MBA Student Gains Entrepreneurial Know-How to Start Supply-Chain Services Company

Shannon Beeman
June 14, 2016

Bill Crane, Evening MBA

Founder and CEO, IndustryStar Solutions

Bill Crane had the ambition but lacked the know-how to start his own company. “I’ve always had an entrepreneurial bug,” Crane explains, “but I knew I didn’t have the tools I needed to raise capital from investors and manage the financial side of a business. I chose the Ross School as the place to acquire those tools, in large part because of the wonderful entrepreneurial programs offered by the Zell Lurie Institute.” Crane says Ross’s practical, action-based curriculum fulfilled his need for a results-oriented MBA education. The Institute’s entrepreneurial-studies faculty and workshops helped him assess his 10 years of operations experience at large corporations and small start-ups and then scour the ideation landscape for an entrepreneurial venture that would allow him to apply his knowledge and skill set.

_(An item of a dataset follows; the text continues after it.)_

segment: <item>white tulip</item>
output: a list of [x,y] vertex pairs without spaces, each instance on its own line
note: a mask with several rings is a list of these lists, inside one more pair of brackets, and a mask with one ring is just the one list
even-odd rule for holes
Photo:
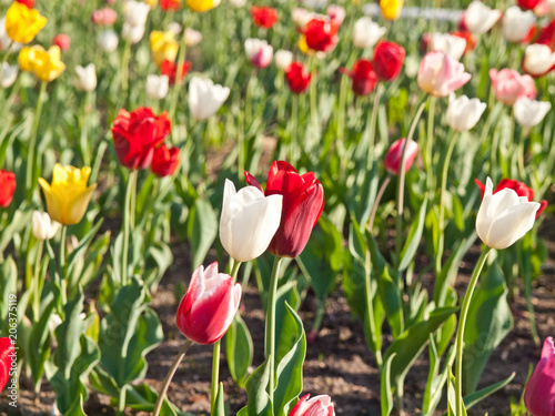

“Some of the start-ups where I had worked before entering Ross struggled with building supply-chain management organizations from scratch due to resource constraints and lack of experience,” Crane says. “After talking with people across various industries, I identified an opportunity to create a company that offers services and software for managing supply-chain systems to high-growth start-ups in the automotive, consumer-electronics and life-sciences sectors.” Crane decided to turn down an opportunity in venture capital and strike out on his own to launch IndustryStar Solutions in December 2013. The Zell Law And Entrepreneurship (ZEAL) program’s student-run Entrepreneurship Clinic at the U-M Law School provided him with pro bono assistance in drafting legal agreements and a utility patent on supply-chain software technology while demystifying complex terminology and filing requirements. Zell Lurie’s Dare to Dream program awarded IndustryStar Solutions a $1,500 grant to accelerate its development. TechArb offered Crane and his five full-time employees professional office space where they could meet with suppliers, prospective clients and interested investors. The company was cash-flow positive in its third month.

Since relocating to an office suite at Ann Arbor SPARK in early January, Crane has hired additional employees, recruited new customers in Canada and the United Kingdom and boosted the company’s revenue, which he projects will double this year. “The University as a whole did a great job of helping us build our company early on and then connecting us to outside resources as we grew,” he concludes.